As forthcoming nurses, they are aware that nursing competencies should prepare them for unforeseen events, such as natural disasters. Informants highlighted the importance of being knowledgeable as health professionals when a natural disaster occurs, although access to clean water, food, medical supplies, and other provisions might be limited. Therefore, reality-based learning was announced crucial by participants to be prepared as a forthcoming nurse and provide a high quality of care to alleviate the suffering of patients and their relatives.
Feeling prepared for nursing
The subcategory of feeling prepared for nursing was described as a motivation to learn disaster nursing, which is the knowledge achieved to work as a forthcoming nurse in a country frequently affected by natural disasters. Nursing students introduced their interests in disaster nursing to be prepared for working as a nurse in Indonesia, a country that is regularly affected by natural disasters. According to the informants, the university values ​​the course of disaster nursing as a teaching area using committed and knowledgeable lecturers, such as the experts with experience in disaster nursing, resulting in high-quality nursing education. Nursing students reported learning a large amount of information, which can increase their understanding of disaster nursing and is highly relevant to their upcoming professional role to alleviate suffering in the society when the infrastructure is affected by limited access to clean water, food, medical supplies, etc. Nursing students considered that knowledge in disaster nursing is valuable in daily life. They expressed feelings of hope, however a natural disaster is frightening considering their dangerous and demanding future assignments as forthcoming nurses. 
I don’t know… Maybe I feel like I’m happy to respond to a disaster. Because I can try to ... use all my skills to them and try to help them. Maybe I will (feel) happy, but sad at the same time. (Informant C)
Furthermore, nursing students believed that they will participate in a natural disaster through several ways during their professional careers, therefore, they were motivated to be prepared and learn the content presented in the block as much as possible. They considered the content of disaster nursing interesting, and emphasized the differences in the structure compared with other blocks. Teaching in nursing education was described mainly on theory. However, disaster nursing uses certain practical elements, such as simulations, as illustrated by the following quote: 
Longer hours, longer time, more than a one-time simulation, visiting people in the red zone to know what they (know) about a disaster. About what they know when a disaster… what to do if disaster happens. (Informant B)
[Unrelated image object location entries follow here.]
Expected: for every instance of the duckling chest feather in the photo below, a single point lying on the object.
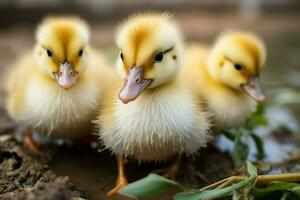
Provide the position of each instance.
(156, 126)
(54, 111)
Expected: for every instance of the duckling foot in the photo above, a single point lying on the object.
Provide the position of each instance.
(119, 186)
(28, 142)
(171, 170)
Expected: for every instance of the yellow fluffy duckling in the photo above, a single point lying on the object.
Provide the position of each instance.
(228, 76)
(55, 88)
(156, 114)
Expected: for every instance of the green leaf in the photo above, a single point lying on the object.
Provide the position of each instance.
(252, 171)
(274, 189)
(150, 186)
(217, 193)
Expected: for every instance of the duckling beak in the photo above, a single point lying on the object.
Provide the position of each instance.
(66, 76)
(134, 84)
(253, 89)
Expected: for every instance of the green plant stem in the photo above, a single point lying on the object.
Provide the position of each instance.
(261, 180)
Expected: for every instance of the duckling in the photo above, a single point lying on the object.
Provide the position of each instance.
(228, 76)
(55, 89)
(155, 113)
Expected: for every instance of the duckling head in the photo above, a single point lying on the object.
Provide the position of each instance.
(61, 49)
(151, 53)
(236, 61)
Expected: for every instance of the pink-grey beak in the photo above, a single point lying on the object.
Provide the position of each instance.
(253, 89)
(66, 76)
(134, 84)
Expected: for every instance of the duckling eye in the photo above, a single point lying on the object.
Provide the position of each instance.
(80, 52)
(49, 53)
(238, 66)
(158, 57)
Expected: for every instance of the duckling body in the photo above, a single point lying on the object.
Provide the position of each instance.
(221, 85)
(160, 123)
(38, 102)
(58, 107)
(228, 107)
(157, 112)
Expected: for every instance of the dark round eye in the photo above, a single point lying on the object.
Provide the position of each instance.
(80, 52)
(159, 57)
(121, 55)
(49, 53)
(238, 66)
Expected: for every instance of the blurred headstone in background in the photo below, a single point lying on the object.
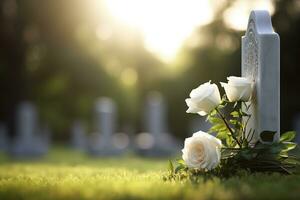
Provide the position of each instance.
(296, 127)
(198, 124)
(78, 135)
(101, 141)
(156, 141)
(4, 142)
(30, 140)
Managing limitations in nursing education
The subcategory of managing limitations in nursing education was described as limitations focused on the structure of nursing education. As described above, nursing students were motivated to learn disaster nursing due to regularly occurring natural disasters in the studied geographical area. However, they argued that the education structure was too general, focusing on emergency nursing instead of disaster nursing following earthquakes, eruptions, etc. Furthermore, nursing students expressed confusion about the content of the information, since the block of disaster nursing was presented before the block of emergency care, which contained similarities and differences. Therefore, they described that they were confused about the content from the blocks, which was considered as a limitation in terms of learning and developing knowledge about disaster nursing. 
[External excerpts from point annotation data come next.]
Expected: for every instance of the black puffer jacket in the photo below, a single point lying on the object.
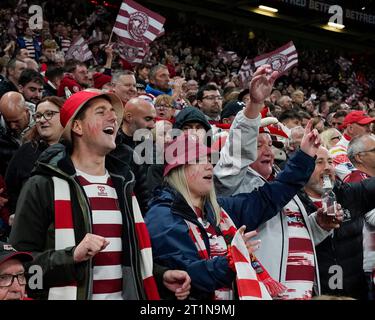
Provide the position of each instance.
(345, 248)
(8, 147)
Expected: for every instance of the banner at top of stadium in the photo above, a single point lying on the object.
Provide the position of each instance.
(323, 6)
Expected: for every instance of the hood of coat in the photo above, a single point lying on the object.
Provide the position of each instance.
(191, 114)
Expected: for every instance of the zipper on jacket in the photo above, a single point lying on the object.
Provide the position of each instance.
(87, 223)
(282, 244)
(131, 224)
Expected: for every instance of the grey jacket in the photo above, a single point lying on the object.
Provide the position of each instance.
(233, 175)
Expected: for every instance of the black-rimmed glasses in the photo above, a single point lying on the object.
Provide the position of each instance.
(48, 115)
(6, 280)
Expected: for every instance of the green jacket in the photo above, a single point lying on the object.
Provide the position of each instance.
(34, 230)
In addition, informants noted that morale and stress must be managed during a natural disaster, and they were concerned about experiencing fear and anxiety while managing a stressful working environment due to limited access to clean water, food, medical supplies, etc. Therefore, the informants emphasized the importance of a mixed pedagogical approach containing practical and theoretical components. For example, nursing students highlighted group work as a method for progressive learning they valued during the block. The theory of disasters provided up to date knowledge and was well communicated with satisfactory feedback from responsible lecturers. However, nursing students emphasized that a focus on general theory, for example, a definition of disasters, limited the possibility of contextualized examples of earthquakes, volcanic eruptions, floods, etc. They also described a limited period of six weeks because of the importance of the content to them and living in a country regularly affected by natural disasters. 
It’s not about how many skills, but how many times we can practice that skill. I think it’s important. Because… we also learn many kinds of skills, but we only learn for two or three times per skill. So… after these skills are practiced… we will change to another skill and earlier skills will be kind of forgotten a little, like that. So, I the number of times we will, we can do that and also how many skills are most important... (Informant E)
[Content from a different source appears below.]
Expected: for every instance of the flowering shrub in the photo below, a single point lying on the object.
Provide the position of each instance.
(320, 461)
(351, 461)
The informants stated that the block’s content must be developed for natural disasters focusing on practical procedures in nursing. 
Furthermore, the university collaborated with other universities located in disaster-prone countries, which is associated with the high quality of knowledge in disaster nursing. However, some informants announced that studying abroad was more effective than studying in Indonesia because in other countries, theory and practice are integrated and balanced, which improves nurse’s professional practice. Therefore, informants highlighted that nursing education in Indonesia should allow students to learn in real-life situations along with patients. They argued that a reliance on practical elements with manikins is not sufficient when they are preparing for emergency care and disaster nursing as follows:
When people ask “what about the disaster nursing education?” I just think about sitting in class. I think more practice is needed because if I have enough practice I can say disaster nursing is this and we use these skills. (Informant E)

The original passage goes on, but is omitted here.